Hayata atıldıktan sonra hem yazar, hem de siyast adamı olarak çalıştı.
Önce Brendenbur Dükalığı'nda İngiliz elçiliği katibi olarak bulundu.
İngiltere'ye döndükten sonra da 8 yıl Shaftsbury adın bir İngiliz
aristokratının yanında özel hekimlik yaptı. 1683'te Shaftsbury'nin
Hollandaya kaçmak zorunda kalması üzerine Locke da İngiltereden ayrıldı.
Ancak 1689'da İkinci İngiliz Devrimi Başarı kazanınca İngiltereye
dönebildi.
Locke, bütün eserlerinde gelenek ve otoritenin her çeşidinden kurtulmak
gerektiğini, insan hayatına ancak aklın kılavuzluk edebileceğini ileri
sürer. Bu düşünceleriyle Liberalizm'in, tabii bir din anlaşının,
Rasyonel Pedagoji'nin öncüsü olmuştur.

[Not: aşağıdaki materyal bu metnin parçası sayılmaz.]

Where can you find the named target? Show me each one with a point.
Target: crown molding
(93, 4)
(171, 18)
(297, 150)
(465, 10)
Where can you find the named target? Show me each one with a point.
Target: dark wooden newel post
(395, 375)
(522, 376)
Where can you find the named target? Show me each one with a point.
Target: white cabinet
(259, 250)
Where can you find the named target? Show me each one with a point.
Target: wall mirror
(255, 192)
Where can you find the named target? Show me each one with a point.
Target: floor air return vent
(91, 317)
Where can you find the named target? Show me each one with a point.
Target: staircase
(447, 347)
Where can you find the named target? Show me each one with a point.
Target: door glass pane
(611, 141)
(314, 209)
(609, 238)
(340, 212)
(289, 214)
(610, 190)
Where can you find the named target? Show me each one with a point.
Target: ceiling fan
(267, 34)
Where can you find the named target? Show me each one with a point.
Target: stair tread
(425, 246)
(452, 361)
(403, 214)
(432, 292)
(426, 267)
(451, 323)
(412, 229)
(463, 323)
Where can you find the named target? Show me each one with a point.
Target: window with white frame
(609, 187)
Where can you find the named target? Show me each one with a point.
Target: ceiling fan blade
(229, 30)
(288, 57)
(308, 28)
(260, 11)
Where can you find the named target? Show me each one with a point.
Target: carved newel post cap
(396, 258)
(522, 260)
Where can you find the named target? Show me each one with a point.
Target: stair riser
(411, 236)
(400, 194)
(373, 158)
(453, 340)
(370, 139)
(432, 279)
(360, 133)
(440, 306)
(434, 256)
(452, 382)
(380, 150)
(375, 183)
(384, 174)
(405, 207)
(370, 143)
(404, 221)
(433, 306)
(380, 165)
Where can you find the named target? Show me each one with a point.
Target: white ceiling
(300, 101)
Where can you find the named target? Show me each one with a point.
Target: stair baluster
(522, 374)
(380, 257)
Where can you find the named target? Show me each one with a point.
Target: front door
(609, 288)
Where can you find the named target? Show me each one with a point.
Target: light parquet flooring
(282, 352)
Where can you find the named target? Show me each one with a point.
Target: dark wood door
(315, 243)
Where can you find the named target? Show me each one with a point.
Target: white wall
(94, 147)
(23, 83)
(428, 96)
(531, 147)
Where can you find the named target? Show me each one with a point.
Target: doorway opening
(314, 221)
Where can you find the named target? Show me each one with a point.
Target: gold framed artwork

En önemli eserleri' An essay
Concerning Human Understanding' (İnsan Anlayış Gücü Üzerine Bir Deneme),
'Some Thoughts Concerning Education' (Eğitimle İlgili Bazı Düşünceler)dir.
Hükümet üzerine iki deneme adlı eseri vardır. Mutlakiyet yönetimlerini
ilk sarsan kişi olarak tarihe geçmiştir, mutlakiyet yönetimine açtığı
sarsıntılar sonucunda zamanla derin yarıklar oluşmuştur ve üç büyük
devrimin temelleri oluşmuştur. İngiliz, Amerikan ve Fransız
devrimlerinin temelini oluşturan filozof olarak akıllara yer etmiştir.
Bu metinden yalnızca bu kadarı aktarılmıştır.